We conclude that the district court, which must assume Olson's allegations are true, erred in dismissing claims against physician assistant Hansen and nurse Rimel for failure to state a claim. Olson's allegations as to these defendants, which include requests for additional treatment following the discovery of a lump, continued pain due to lack of treatment, a delay in treatment, and a denial of a request for a referral to a specialist, are sufficient to satisfy the deliberate indifference standard. See, e.g., Ellis v. Butler, 890 F.2d 1001, 1004 (8th Cir. 1989) (per curiam); Mandel v. Doe, 888 F.2d 783, 788 (11th Cir. 1989). We conclude that the district court could not determine, without improper speculation, that any delay in addressing Olson's concerns was not due to deliberate indifference. See Ellis, 890 F.2d at 1003-04. Further, although Olson was examined by a physician assistant and, eventually, by a prison physician, he could be entitled to relief if he can prove that the "course of treatment, or lack thereof, so deviated from professional standards that it amounted to deliberate indifference." Smith v. Jenkins, 919 F.2d 90, 93 (8th Cir. 1990).

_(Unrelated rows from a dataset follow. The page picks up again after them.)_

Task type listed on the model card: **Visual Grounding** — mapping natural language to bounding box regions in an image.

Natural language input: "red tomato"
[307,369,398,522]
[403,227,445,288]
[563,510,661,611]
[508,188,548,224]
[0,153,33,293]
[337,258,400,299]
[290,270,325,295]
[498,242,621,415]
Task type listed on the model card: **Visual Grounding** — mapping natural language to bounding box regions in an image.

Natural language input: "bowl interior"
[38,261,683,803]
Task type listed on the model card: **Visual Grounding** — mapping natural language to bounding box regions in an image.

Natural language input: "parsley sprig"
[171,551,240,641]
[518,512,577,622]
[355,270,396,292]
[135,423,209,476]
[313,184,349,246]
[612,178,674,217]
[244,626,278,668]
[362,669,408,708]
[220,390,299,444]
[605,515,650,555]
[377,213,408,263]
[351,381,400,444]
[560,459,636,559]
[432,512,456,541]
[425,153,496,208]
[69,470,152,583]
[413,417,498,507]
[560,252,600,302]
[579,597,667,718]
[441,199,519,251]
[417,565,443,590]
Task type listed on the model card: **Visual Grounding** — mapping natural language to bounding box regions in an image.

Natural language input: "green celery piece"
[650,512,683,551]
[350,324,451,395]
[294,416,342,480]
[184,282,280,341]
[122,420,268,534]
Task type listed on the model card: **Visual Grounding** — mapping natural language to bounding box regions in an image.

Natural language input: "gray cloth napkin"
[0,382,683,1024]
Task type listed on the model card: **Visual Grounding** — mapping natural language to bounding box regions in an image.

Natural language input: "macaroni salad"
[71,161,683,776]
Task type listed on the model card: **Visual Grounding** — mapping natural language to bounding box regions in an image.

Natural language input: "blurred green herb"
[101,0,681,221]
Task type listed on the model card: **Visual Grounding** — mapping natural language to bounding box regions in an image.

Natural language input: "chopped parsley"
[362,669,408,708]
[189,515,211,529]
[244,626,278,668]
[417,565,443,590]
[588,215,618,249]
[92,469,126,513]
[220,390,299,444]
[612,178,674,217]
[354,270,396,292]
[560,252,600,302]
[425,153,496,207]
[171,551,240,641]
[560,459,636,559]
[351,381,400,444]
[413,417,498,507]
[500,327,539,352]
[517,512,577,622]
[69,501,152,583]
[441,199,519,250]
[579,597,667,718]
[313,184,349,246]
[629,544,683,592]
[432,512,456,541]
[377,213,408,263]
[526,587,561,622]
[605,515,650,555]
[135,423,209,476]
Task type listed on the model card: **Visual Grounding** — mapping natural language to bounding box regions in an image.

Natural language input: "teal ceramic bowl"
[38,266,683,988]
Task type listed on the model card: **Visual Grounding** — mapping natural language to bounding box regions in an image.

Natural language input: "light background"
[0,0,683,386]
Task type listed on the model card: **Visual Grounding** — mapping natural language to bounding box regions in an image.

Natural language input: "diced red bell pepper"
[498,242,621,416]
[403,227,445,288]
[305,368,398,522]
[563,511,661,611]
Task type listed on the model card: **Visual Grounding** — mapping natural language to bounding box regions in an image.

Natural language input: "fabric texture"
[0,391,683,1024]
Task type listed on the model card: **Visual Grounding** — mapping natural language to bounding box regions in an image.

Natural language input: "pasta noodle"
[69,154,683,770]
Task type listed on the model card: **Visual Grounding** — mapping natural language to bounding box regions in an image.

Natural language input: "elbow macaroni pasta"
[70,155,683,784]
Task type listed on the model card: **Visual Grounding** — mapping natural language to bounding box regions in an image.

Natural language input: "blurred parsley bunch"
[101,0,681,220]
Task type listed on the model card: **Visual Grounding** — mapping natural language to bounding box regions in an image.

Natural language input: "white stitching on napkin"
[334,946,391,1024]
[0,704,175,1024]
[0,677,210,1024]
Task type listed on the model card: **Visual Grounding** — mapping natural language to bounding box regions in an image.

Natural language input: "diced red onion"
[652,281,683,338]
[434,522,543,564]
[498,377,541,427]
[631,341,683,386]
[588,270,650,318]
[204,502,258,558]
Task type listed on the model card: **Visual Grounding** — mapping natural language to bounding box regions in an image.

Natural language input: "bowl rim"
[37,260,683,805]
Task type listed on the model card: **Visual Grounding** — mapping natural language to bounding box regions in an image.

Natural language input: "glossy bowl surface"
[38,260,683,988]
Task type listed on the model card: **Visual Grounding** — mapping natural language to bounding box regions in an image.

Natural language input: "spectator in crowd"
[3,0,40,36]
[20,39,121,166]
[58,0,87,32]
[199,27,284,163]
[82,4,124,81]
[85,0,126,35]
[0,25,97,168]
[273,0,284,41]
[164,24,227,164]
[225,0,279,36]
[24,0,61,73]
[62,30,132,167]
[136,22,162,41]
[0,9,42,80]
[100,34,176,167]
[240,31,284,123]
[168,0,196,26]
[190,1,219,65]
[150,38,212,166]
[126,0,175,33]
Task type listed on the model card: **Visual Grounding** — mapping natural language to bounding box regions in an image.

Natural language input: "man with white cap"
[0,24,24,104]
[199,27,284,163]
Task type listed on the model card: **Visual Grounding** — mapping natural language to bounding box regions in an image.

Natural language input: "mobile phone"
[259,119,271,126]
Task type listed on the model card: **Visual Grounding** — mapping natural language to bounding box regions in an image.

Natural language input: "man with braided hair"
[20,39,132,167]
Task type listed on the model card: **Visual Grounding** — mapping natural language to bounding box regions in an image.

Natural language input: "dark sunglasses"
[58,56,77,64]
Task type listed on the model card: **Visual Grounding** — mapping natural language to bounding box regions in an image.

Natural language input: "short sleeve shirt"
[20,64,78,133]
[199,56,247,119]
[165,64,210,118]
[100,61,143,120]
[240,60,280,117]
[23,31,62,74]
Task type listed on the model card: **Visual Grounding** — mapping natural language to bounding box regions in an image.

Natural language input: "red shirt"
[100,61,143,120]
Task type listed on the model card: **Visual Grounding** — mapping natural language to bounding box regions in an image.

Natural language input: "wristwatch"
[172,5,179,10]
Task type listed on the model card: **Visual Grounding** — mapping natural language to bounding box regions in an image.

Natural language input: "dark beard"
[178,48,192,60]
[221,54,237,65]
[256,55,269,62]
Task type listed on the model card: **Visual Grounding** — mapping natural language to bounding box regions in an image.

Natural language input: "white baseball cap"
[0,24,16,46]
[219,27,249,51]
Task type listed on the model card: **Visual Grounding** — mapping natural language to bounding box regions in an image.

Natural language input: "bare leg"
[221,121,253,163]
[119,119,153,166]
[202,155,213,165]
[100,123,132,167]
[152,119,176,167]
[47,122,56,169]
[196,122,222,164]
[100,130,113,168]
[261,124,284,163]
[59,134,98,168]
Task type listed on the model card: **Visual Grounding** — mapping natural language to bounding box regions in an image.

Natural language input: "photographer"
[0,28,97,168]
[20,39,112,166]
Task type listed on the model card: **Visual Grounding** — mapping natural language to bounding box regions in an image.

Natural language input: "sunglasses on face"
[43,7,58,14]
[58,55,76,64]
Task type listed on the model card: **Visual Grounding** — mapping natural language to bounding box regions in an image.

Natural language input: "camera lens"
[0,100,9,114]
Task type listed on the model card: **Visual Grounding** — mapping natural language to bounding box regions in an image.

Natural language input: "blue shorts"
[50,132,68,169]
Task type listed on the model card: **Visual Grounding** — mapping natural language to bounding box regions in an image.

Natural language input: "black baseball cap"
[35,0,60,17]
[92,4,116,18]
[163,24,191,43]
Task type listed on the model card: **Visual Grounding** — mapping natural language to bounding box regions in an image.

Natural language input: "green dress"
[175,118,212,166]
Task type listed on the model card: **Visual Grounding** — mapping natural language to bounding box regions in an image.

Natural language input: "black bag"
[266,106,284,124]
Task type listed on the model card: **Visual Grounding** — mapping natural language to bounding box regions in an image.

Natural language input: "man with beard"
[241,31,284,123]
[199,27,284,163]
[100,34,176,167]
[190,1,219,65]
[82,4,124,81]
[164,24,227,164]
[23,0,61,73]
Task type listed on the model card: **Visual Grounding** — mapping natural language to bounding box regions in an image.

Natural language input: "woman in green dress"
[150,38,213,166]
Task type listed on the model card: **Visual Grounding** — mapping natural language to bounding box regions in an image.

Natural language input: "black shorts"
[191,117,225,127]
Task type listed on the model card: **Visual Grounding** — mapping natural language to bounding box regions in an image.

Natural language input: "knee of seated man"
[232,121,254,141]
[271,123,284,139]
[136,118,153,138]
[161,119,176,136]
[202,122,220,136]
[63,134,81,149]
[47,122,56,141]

We conclude, however, that the district court properly dismissed as frivolous the claims against Clarke and Nelson, see McDowell v. Jones, 990 F.2d 433, 435 (8th Cir. 1993) (holding that supervisor liability under § 1983 requires proof that the supervisor personally participated in or had direct responsibility for the alleged violations), and the Lincoln General Hospital, see Gentry v. City of Lee's Summit, 10 F.3d 1340, 1342 (8th Cir. 1993) (holding that § 1983 liability requires a defendant to have acted under color of state law). We also conclude the claims against the Department of Corrections were properly dismissed. See Monell v. Department of Social Servs., 436 U.S. 658, 694-95 (1978) (holding that municipal liability under § 1983 requires proof of an official custom, policy, or practice that caused the alleged violations). In addition, Olson failed to allege any facts supporting a claim against nurse Greunke, Dr. Osborne, or Warden Dahm. We leave for the district court to determine whether Olson may amend his complaint to add Dr. Cherry as a defendant.

Accordingly, we affirm in part and reverse and remand in part for further proceedings.


The Prison Litigation Reform Act of 1995 (PLRA), Pub. L. No. 104-134, § 804(a) (5), 110 Stat. 1321 (1996) (to be codified at 28 U.S.C. § 1915(e) (2)), now authorizes the district court to dismiss a complaint filed in forma pauperis "at any time if the court determines that ... the action ... fails to state a claim on which relief may be granted."